Règlement à jour 2022-11-16; dernière modification 2022-11-16 Versions antérieures

PARTIE 3Interdictions de territoire (suite)

SECTION 1Constat de l’interdiction de territoire (suite)

Note marginale :Application de l’alinéa 35(1)b) de la Loi

 Pour l’application de l’alinéa 35(1)b) de la Loi, occupent un poste de rang supérieur les personnes qui, du fait de leurs fonctions — actuelles ou anciennes —, sont ou étaient en mesure d’influencer sensiblement l’exercice du pouvoir par leur gouvernement ou en tirent ou auraient pu en tirer certains avantages, notamment :

  • a) le chef d’État ou le chef du gouvernement;

  • b) les membres du cabinet ou du conseil exécutif;

  • c) les principaux conseillers des personnes visées aux alinéas a) et b);

  • d) les hauts fonctionnaires;

  • e) les responsables des forces armées et des services de renseignement ou de sécurité intérieure;

  • f) les ambassadeurs et les membres du service diplomatique de haut rang;

  • g) les juges.

  • DORS/2016-136, art. 2

Note marginale :Application des alinéas 37(1)a) et b) de la Loi

 Les décisions ci-après ont, quant aux faits, force de chose jugée pour le constat de l’interdiction de territoire d’un étranger ou d’un résident permanent au titre des alinéas 37(1)a) ou b) de la Loi :

  • a) toute décision rendue au titre des articles 467.11, 467.111, 467.12 ou 467.13 du Code criminel par un tribunal canadien à l’égard de l’intéressé;

  • b) toute décision concernant la détermination de la peine rendue eu égard au principe prévu au sous-alinéa 718.2(a)(iv) du Code criminel par un tribunal canadien à l’égard de l’intéressé.
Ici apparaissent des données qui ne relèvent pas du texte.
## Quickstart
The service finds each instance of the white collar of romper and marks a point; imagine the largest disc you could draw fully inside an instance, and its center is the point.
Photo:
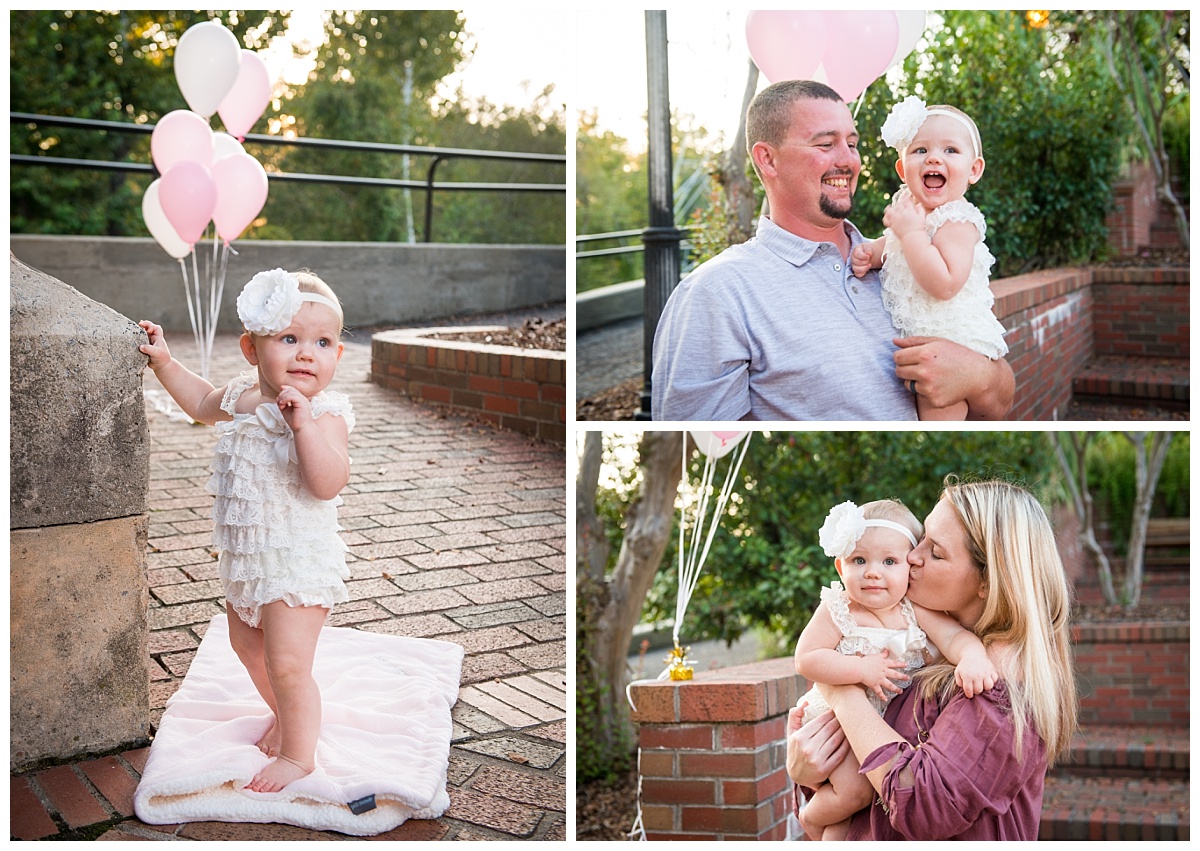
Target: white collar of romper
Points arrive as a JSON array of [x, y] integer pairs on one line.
[[796, 250]]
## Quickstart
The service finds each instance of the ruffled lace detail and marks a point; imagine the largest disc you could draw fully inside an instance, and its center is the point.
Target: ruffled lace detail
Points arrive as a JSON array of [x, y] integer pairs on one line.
[[859, 640], [277, 541], [966, 318]]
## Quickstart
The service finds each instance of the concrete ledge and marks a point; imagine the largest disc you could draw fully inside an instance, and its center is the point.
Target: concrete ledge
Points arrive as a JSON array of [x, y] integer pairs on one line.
[[378, 283], [514, 388], [604, 306]]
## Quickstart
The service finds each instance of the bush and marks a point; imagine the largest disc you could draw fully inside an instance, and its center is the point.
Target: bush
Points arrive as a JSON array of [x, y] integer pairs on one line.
[[1050, 119]]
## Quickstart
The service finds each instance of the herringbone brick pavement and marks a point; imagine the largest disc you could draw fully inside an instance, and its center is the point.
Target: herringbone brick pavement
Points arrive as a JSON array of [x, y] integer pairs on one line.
[[456, 532]]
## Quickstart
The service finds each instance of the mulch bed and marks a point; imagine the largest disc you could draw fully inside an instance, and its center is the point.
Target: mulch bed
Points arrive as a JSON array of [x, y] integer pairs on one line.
[[534, 334]]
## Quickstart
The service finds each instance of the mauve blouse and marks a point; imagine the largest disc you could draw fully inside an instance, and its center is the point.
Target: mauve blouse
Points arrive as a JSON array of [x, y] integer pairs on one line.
[[966, 780]]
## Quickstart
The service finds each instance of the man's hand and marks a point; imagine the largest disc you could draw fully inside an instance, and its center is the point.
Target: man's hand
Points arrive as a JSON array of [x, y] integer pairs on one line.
[[946, 372]]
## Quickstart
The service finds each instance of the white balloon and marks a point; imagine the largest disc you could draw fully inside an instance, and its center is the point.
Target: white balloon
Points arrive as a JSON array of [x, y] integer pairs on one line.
[[225, 145], [207, 61], [717, 443], [159, 226], [911, 27]]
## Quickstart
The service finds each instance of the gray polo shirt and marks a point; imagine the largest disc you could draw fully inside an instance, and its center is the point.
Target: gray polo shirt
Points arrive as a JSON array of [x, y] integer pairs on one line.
[[778, 328]]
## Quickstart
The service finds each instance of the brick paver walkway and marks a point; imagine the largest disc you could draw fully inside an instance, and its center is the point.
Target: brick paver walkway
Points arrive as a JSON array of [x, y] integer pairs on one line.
[[456, 532]]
Note marginale :Délai réglementaire

 Pour l’application de l’alinéa 36(3)c) de la Loi, le délai réglementaire est de cinq ans à compter :

  • a) dans le cas des faits visés aux alinéas 36(1)b) ou (2)b) de la Loi, du moment où la peine imposée a été purgée, pourvu que la personne n’ait pas été déclarée coupable d’une infraction subséquente autre qu’une infraction qualifiée de contravention en vertu de la Loi sur les contraventions ou une infraction à la Loi sur les jeunes contrevenants;

  • b) dans le cas des faits visés aux alinéas 36(1)c) ou (2)c) de la Loi, du moment de la commission de l’infraction, pourvu que la personne n’ait pas été déclarée coupable d’une infraction subséquente autre qu’une infraction qualifiée de contravention en vertu de la Loi sur les contraventions ou une infraction à la Loi sur les jeunes contrevenants.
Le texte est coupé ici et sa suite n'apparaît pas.